How Geothermal Energy Works

If only we could harness the sheer power of the Earth itself to power our human societies! In a clean, healthy and renewable way, of course. 

From wind energy to hydrogen fuel cells to solar power, lithium energy and more, scientists and engineers all over the world are brainstorming ways to generate electricity from renewable and naturally-occurring energy sources. 

One of those ways is to use the same kind of energy that caused Mount Vesuvius to annihilate Pompeii, Mount St. Helens to halve its height and, eventually, Yellowstone to erupt and possibly end the world as we know it. 

Geothermal energy.

The Earth has been generating heat deep underground for as long as our little ball of rock has been orbiting the sun, and all that intense pressure and heat has the ability to do anything from creating the Hawaiian islands to forming the Rocky Mountains to making the diamond on your engagement ring — and, more recently, powering your home!

Here’s how humans are harnessing the power of the Earth to generate a type of clean, renewable energy that may one day provide power to your city!

All you need to know about geothermal energy

Types of geothermal energy production 

Conventional geothermal energy

This type of energy production uses steam or hot water that is naturally found underground. There are three main kinds of processes that draw these hot fluids from underground: dry steam, flash steam and binary cycle processes. All of them follow a similar system.

First, a well is drilled deep underground (as in, a few miles deep!) to access the water or steam. The water and/or steam is brought up to the surface, where the steam is used to turn blades in a turbine. The blades are attached to a rotating shaft (a rotor) which has a ring of magnets attached to it. This rotor spins around within a copper coil housed in the generator and, as the magnets spin around, an electric current is created between the stationary coils and the rotating magnets. 

That electric current heads down to a transformer that converts the current into a more transmissible current, and from there it heads out to a power station or other location on a power grid!

You may recognize this process from the one used in generating wind energy — and that’s because it is! Rather than using wind to turn the turbines, hot steam is the driving force behind the movement.

Enhanced geothermal systems

This other major type of geothermal process is a little more complex in how the heat is extracted from the ground. 

An enhanced geothermal system (or EGS, as it’s called) is used when there is no source of underground hot water or steam, but there are still pockets of heat that are accessible.

First, two holes are drilled into the ground not too far from each other. Once the holes are drilled, engineers use hydraulic fracturing to create cracks in the rocks between the two holes.
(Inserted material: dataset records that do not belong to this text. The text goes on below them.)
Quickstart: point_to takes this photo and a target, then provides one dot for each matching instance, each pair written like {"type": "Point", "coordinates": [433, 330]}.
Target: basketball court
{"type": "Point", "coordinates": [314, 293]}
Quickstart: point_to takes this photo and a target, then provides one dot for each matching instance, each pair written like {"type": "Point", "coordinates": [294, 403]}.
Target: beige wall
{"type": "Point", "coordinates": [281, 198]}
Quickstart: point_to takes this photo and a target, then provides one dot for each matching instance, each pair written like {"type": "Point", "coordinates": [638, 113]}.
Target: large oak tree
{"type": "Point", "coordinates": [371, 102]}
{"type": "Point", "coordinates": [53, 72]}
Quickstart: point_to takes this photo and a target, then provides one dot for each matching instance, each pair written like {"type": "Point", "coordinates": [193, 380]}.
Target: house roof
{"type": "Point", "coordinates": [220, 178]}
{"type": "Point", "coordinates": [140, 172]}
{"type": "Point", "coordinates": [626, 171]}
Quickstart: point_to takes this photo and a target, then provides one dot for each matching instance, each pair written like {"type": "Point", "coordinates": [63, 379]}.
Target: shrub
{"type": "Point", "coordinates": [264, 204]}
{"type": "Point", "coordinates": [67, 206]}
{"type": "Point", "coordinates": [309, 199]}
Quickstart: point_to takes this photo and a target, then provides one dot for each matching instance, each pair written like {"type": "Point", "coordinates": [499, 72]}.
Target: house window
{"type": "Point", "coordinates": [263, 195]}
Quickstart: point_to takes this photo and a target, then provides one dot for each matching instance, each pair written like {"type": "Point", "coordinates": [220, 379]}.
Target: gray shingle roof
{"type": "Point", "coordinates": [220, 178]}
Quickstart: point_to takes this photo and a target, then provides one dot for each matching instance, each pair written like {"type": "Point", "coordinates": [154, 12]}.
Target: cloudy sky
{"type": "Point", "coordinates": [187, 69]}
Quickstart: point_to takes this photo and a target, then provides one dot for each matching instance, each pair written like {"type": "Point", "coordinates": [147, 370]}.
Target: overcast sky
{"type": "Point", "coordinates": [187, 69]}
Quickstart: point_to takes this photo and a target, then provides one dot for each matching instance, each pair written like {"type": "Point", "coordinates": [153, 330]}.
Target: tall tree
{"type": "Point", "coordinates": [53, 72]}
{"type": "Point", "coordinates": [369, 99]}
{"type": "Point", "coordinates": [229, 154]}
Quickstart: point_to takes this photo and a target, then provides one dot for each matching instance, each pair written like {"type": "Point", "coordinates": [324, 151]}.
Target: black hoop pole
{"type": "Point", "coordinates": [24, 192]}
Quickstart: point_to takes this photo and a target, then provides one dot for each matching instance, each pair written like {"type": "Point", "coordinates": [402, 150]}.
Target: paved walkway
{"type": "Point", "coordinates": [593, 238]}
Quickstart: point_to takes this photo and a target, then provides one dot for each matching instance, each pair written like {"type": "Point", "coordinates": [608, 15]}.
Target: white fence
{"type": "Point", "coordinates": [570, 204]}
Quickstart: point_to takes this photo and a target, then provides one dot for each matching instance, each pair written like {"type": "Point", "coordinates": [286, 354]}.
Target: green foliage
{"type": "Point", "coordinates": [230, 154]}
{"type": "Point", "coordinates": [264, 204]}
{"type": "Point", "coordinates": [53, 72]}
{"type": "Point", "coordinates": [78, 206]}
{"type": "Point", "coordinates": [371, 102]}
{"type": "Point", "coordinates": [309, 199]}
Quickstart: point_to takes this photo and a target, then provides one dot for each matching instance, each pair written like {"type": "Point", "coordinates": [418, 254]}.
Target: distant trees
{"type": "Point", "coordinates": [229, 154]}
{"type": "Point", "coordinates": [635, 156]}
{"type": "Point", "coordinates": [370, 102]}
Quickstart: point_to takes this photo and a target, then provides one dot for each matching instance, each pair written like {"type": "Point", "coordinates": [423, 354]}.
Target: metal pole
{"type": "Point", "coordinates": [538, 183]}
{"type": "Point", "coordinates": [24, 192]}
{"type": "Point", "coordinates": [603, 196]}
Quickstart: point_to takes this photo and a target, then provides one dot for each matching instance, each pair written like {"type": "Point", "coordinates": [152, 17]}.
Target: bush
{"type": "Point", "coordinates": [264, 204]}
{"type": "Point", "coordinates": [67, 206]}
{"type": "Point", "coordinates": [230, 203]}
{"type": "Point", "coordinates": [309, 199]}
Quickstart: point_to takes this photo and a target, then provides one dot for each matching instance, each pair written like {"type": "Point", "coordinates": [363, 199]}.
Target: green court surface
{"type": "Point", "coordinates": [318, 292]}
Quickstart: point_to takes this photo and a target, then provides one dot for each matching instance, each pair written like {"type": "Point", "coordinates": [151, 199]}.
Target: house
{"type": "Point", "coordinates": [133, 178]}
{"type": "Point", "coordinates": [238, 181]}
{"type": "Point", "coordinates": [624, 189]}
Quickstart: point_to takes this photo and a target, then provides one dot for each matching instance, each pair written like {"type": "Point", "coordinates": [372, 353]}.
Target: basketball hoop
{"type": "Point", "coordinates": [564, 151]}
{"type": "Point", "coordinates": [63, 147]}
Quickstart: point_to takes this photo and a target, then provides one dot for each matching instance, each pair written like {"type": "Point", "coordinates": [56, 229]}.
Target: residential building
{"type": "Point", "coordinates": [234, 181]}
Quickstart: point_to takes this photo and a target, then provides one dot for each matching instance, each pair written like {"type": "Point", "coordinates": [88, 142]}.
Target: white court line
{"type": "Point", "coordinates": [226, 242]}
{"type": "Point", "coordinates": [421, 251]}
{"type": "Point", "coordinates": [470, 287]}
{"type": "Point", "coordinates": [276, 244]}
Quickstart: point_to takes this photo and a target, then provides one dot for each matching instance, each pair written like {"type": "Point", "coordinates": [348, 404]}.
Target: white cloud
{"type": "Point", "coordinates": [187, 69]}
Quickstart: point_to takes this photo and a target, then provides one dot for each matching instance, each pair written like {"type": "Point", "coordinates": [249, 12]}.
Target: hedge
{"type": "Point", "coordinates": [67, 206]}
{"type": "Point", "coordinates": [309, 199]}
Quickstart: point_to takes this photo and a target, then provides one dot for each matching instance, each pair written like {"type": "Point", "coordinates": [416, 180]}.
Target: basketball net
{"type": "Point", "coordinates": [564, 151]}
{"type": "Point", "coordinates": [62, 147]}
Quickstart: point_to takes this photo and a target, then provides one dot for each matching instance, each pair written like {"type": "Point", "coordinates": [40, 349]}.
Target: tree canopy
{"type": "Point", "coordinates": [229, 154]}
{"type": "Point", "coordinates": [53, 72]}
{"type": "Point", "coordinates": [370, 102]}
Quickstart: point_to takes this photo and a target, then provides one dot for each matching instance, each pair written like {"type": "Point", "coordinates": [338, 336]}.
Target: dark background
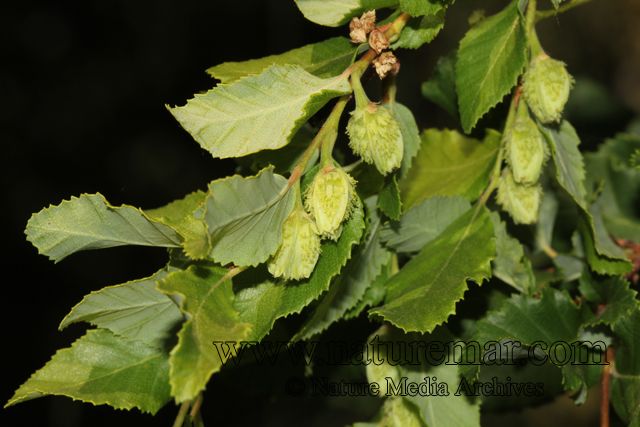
{"type": "Point", "coordinates": [82, 92]}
Water is injected into the first hole and, as it descends further into the hot pocket, it starts to warm up and get hot. A suction pump attached to the second hole draws the water through the cracks between the two holes and brings it back up to the surface, by which point the water has picked up plenty of heat from the hot rocks. 

Once on the surface, the same process used in conventional drilling is used to convert the hot water and steam into electricity.

Easy peasy, huh?

Where are geothermal wells located?

Ideal environments for drilling geothermal energy wells are those with high heat flow from the Earth's interior. These environments are typically found near tectonic plate boundaries, where the Earth's crust is fractured and allows heat to escape.

Some of the ideal environments for drilling geothermal energy wells include:

Volcanic areas: Volcanic areas are ideal for geothermal energy production because they are associated with high heat flow from the Earth's interior. 

Geothermal fields: Geothermal fields are areas where hot water or steam is naturally found underground. 

Hot springs: Hot springs are areas where hot water flows naturally to the surface.

Places like these exist all over the world, but not all of them are necessarily great for establishing a geothermal energy well. There’s a lot of other factors that may make these theoretically-ideal locations practically impossible.

First is the depth of the well. If drills can’t make it to the heat source or the terrain is too difficult to drill at all, then the well can’t work. There’s also the permeability of the rock itself, since certain types of basalt, granite, limestone and gneiss are too hard or too impure to drill through at all. This is especially tricky, since most areas of volcanic activity have high quantities of such rocks. 

Finally, there’s the temperature of the geothermal resource. If the pocket of heat isn’t strong enough, then drilling an energy well there could be using more energy than it’s getting in return.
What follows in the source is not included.